PennFuture proposes paying for the additional spending in a number of ways, including some that have already been proposed but have failed to pass in the legislature. 

They include: 

  • Establishing a water use fee that would impose a fee on commercial entities that use more than 10,000 gallons of water a day. The proposal would exempt farmers, municipal and community water systems and not-for-profit enterprises. 
  • Eliminating the sales tax exemption for bottled water and considering revoking the exempt status awarded bottled coffees, juices and teas. 
  • Passing Gov. Tom Wolf’s proposed “Restore Pennsylvania” plan, which calls for $4.5 billion in spending, raised by selling bonds, to rebuild the state’s infrastructure. 
  • Increasing tipping fees at municipal landfills. Previously, tipping fee increased were used to fund the state’s Growing Greener fund. 
  • Levying a tax on single-use plastic bags, which, besides raising money, would reduce plastic consumption and the pollution caused by it. 
  • Expanding public-private partnerships to allow for, among other things, the sale of bonds and a market for environmental credits. 
  • Changing the state’s tax system to cut income taxes while increasing taxes on what’s called “passive wealth,” according to the report. It would reduce income taxes from 3.07 percent to 2.8 percent while levying a 6.5 percent tax on dividends and capital gains.

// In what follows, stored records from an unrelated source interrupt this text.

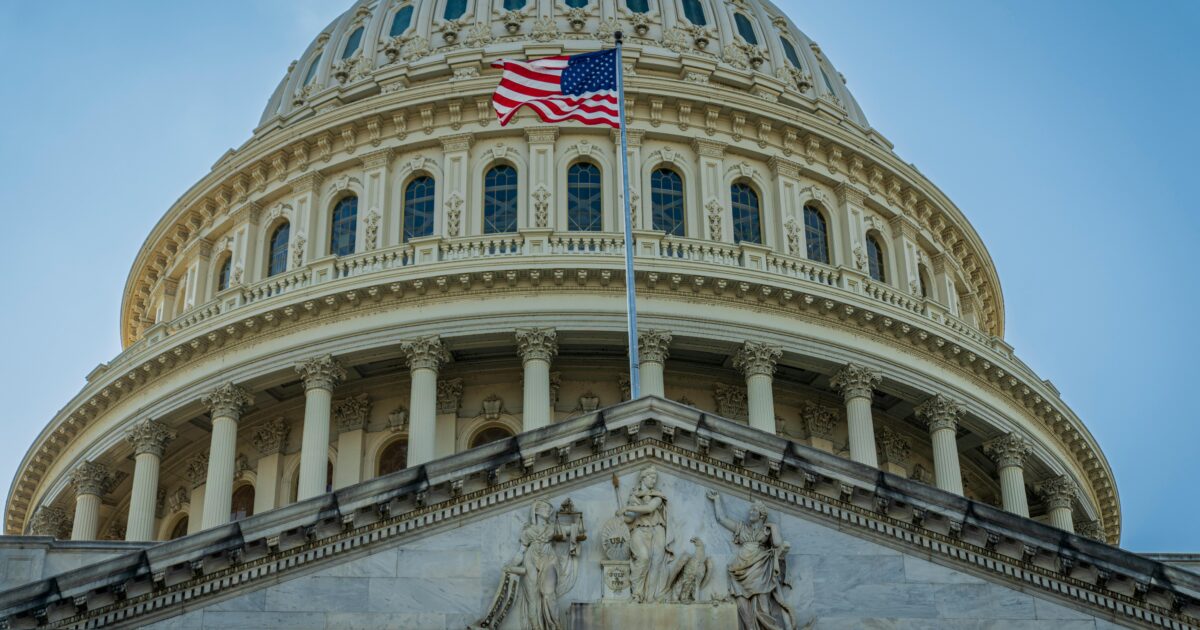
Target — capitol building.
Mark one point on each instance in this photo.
(375, 366)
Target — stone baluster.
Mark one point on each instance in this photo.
(321, 375)
(425, 358)
(653, 348)
(757, 361)
(857, 384)
(226, 405)
(1009, 454)
(537, 347)
(90, 481)
(941, 414)
(1059, 492)
(149, 441)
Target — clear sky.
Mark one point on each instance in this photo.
(1065, 130)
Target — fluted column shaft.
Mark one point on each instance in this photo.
(321, 375)
(857, 384)
(537, 348)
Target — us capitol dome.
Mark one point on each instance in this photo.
(383, 280)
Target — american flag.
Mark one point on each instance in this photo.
(580, 88)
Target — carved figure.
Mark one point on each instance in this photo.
(646, 514)
(759, 571)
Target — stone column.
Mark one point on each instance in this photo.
(653, 348)
(319, 376)
(226, 405)
(756, 361)
(941, 414)
(1059, 492)
(351, 418)
(149, 442)
(269, 439)
(1009, 454)
(425, 358)
(90, 481)
(857, 384)
(537, 347)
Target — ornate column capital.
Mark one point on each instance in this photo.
(321, 372)
(271, 437)
(150, 436)
(940, 412)
(537, 343)
(425, 353)
(1008, 450)
(757, 358)
(653, 346)
(351, 414)
(227, 401)
(1057, 491)
(856, 381)
(91, 478)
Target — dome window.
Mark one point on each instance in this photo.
(745, 29)
(694, 12)
(455, 9)
(816, 235)
(583, 198)
(419, 208)
(501, 201)
(401, 22)
(346, 219)
(666, 202)
(352, 43)
(747, 221)
(277, 261)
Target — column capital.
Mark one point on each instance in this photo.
(940, 412)
(856, 381)
(425, 353)
(757, 358)
(653, 346)
(91, 478)
(537, 343)
(150, 436)
(1057, 491)
(271, 437)
(1008, 450)
(227, 401)
(321, 372)
(351, 414)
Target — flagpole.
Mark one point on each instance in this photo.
(635, 382)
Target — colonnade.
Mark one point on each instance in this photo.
(213, 473)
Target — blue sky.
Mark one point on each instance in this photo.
(1065, 130)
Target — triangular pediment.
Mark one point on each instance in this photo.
(427, 547)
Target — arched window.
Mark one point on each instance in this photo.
(747, 222)
(223, 275)
(401, 22)
(490, 435)
(352, 43)
(345, 226)
(793, 58)
(501, 199)
(419, 208)
(745, 29)
(816, 235)
(455, 9)
(875, 258)
(583, 191)
(277, 258)
(243, 503)
(394, 457)
(666, 202)
(694, 12)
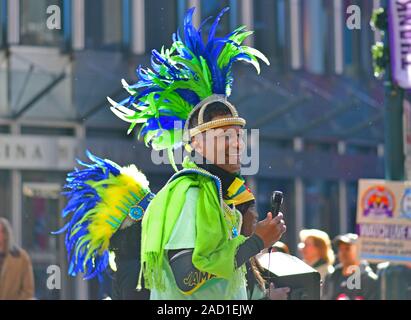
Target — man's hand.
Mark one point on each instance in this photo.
(270, 229)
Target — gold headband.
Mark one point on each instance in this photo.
(202, 126)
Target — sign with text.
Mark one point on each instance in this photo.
(384, 220)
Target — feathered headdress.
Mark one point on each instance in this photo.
(189, 75)
(100, 197)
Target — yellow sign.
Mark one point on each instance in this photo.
(384, 220)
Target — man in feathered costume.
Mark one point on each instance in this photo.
(191, 246)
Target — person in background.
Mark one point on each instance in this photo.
(257, 286)
(343, 283)
(16, 272)
(394, 281)
(316, 250)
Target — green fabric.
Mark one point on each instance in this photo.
(214, 251)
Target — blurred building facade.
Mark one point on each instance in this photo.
(317, 106)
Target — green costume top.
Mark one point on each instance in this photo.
(192, 197)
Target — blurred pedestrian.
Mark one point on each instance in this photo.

Such a proposal, according to the Pennsylvania Budget and Policy Center, would generate at least $2.2 billion while cutting taxes for the majority of Pennsylvanians while increasing taxes on the wealthiest 20 percent of the population. 
  • Levying a severance tax on fracking, something that the Wolf administration has been trying to do since day one. 
  • Imposing a stormwater management fee, sometimes derisively called “a rain tax.” Reber bristles at that sobriquet. “It’s a fee for service, not a tax,” she said. Some 70 municipalities already charge residents stormwater fees, she said. 

There is also hope that money from the massive infrastructure bill proposed by the Biden administration to pay for projects such as stormwater management systems could be added to the pot. 

And, strange as it may seem, there is some hope that Maryland could pony up some money to help Pennsylvania meet its goals.  

Yaw has spoken with Maryland legislators, exploring the notion that Maryland could kick in some dollars to pay for projects in Pennsylvania, admittedly a tough political sell. But, Yaw reasons, “Pennsylvania is the place that needs more help. If we have identifiable projects, if you put your money in them, here’s how it’s going to help you rather than investing in a project on the Eastern Shore to regulate chicken manure.” 

Ann Swanson, executive director of the Chesapeake Bay Commission, called the “optics” of such a proposal “interesting.”  

“They want to figure out a way to help Pennsylvania, but they also need Pennsylvania to identify a funding source. Pennsylvania has to kick some money into the pot,” she said. “They also have to figure out a path that’s politically acceptable. You could say, we control the spigot and they live in the bathtub.”